A fanfare and big parade for the bad stuff
Chrome is following the trend of rolling back on “this is secure” notifications, which as we’ve seen may not be 100% helpful, in favour of just saying “This one here is not secure. Avoid it”. This mirrors (deliberately) the change the web has undergone HTTPS being unusual to being the norm.
Sure, people trained to look for padlocks are suddenly not able to view them. On the other hand, padlock sites are so common now that seeing the padlock isn’t that useful anymore.
From now on, it’s business as usual until Chrome says BAD SITE.

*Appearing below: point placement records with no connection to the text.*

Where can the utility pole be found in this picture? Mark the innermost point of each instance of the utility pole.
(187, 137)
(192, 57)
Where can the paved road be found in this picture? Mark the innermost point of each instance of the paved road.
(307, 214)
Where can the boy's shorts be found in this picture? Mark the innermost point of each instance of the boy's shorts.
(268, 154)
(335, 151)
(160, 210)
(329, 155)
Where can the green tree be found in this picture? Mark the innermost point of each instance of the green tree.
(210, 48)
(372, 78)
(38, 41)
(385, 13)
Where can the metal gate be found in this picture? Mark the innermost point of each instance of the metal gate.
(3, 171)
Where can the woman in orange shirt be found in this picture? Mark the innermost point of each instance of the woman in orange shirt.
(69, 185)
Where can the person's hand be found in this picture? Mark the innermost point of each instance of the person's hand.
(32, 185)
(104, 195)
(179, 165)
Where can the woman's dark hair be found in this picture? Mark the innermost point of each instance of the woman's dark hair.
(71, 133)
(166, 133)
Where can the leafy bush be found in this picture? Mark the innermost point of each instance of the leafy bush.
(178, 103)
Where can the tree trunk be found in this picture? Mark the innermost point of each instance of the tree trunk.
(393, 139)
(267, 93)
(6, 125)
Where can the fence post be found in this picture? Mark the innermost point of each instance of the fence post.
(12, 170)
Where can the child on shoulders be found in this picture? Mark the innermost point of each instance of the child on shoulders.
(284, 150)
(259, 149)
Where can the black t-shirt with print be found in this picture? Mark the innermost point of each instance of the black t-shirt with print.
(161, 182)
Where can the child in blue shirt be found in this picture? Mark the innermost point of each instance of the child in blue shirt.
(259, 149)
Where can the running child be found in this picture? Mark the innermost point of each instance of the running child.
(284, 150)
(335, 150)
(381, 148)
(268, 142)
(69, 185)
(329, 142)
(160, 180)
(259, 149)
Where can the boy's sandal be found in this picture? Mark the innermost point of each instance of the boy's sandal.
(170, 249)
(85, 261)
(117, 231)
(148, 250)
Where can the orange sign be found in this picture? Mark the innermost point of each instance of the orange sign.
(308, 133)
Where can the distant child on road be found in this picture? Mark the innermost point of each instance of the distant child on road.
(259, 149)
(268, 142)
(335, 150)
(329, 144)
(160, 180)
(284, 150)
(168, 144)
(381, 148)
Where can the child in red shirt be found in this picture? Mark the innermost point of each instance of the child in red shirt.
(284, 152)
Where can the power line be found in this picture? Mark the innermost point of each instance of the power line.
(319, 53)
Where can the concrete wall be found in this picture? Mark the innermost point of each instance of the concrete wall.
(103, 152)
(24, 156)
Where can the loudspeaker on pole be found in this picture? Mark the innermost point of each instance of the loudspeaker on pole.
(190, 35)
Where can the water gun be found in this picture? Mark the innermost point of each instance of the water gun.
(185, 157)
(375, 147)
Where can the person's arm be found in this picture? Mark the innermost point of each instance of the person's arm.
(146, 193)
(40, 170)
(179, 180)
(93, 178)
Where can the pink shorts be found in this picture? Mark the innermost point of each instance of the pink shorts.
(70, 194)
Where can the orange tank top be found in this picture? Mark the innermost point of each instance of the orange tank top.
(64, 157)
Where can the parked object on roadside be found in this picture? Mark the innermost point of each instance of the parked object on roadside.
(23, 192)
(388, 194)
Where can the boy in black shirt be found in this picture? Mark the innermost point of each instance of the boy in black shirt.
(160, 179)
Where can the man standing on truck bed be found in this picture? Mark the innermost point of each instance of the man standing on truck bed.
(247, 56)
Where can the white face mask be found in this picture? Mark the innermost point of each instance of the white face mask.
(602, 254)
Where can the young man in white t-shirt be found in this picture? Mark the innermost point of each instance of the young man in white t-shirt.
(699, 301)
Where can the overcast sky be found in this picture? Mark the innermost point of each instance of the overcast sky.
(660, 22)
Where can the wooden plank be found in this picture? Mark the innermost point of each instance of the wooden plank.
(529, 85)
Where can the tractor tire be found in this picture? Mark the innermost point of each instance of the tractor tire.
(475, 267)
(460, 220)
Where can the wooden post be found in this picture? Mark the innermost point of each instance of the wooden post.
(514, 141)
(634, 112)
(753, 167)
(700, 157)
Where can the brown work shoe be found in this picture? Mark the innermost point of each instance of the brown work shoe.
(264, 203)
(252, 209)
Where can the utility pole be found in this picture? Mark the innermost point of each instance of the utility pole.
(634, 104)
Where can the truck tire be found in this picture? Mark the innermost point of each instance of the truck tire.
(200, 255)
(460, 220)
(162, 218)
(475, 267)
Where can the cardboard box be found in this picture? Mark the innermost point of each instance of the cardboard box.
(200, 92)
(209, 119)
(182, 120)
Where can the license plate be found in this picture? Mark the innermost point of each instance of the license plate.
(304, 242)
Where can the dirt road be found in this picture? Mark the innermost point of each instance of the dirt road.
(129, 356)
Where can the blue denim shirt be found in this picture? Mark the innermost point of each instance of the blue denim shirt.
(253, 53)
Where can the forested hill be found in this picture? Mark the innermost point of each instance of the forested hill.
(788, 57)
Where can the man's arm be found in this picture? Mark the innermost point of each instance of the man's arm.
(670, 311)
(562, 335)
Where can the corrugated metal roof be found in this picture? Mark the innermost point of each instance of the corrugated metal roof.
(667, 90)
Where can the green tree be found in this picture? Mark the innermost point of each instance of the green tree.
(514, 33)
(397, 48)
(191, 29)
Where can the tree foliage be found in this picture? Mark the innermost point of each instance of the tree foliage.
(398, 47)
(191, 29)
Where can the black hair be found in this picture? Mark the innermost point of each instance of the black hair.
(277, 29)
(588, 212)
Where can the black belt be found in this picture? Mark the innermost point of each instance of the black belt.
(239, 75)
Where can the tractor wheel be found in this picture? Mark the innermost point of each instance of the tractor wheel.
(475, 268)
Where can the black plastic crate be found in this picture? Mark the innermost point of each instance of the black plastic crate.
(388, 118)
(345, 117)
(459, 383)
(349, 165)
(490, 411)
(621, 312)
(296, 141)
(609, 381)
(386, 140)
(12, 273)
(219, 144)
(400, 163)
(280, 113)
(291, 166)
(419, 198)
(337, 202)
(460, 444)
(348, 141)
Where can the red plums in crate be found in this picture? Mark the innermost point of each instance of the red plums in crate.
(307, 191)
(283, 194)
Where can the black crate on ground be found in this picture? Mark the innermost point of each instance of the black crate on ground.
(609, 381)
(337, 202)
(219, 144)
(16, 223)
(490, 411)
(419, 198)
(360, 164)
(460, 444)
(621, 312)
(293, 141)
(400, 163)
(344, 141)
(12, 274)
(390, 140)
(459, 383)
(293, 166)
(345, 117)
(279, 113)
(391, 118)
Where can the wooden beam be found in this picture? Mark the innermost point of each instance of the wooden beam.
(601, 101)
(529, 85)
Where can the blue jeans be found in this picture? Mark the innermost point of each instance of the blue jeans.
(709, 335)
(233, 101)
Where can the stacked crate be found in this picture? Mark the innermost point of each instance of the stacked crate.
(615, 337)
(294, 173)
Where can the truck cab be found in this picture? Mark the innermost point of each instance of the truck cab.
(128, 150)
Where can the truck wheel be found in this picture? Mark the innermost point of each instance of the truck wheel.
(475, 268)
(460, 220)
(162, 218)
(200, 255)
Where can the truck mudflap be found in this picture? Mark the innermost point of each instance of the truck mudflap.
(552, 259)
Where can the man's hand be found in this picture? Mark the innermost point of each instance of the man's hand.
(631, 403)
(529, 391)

This isn’t a recent plan, by any means. If nothing else, Chrome tends to give lots of advance warning of changes coming up so people can adjust for them as needed. It first mentioned this move way back in 2018, when it said “Users should expect that the web is safe by default”. To be more specific, they decided to change what displayed in your URL bar as follows:
[Padlock icon] | [Secure],
They stated their aim to remove the word “secure” so you’d only see
Which would eventually lead to their final intended state of
…with no padlock, or the word “Secure” next to it. Do you remember when Chrome used to say “Secure” next to the padlock indicator? I don’t! It hasn’t hurt my browsing in any way. I strongly suspect the padlock icon being removed won’t harm it either. Why continually highlight the norm, if the norm is functioning as expected?
It seems more sensible to hang a big sign saying “This is bad” on the bad stuff and call it a day. It’ll be interesting to see which browsers follow suit, assuming there’s some out there which haven’t already taken this step. If you’re a Chrome user, don’t be alarmed when our little padlock pal takes its last steps into the distance.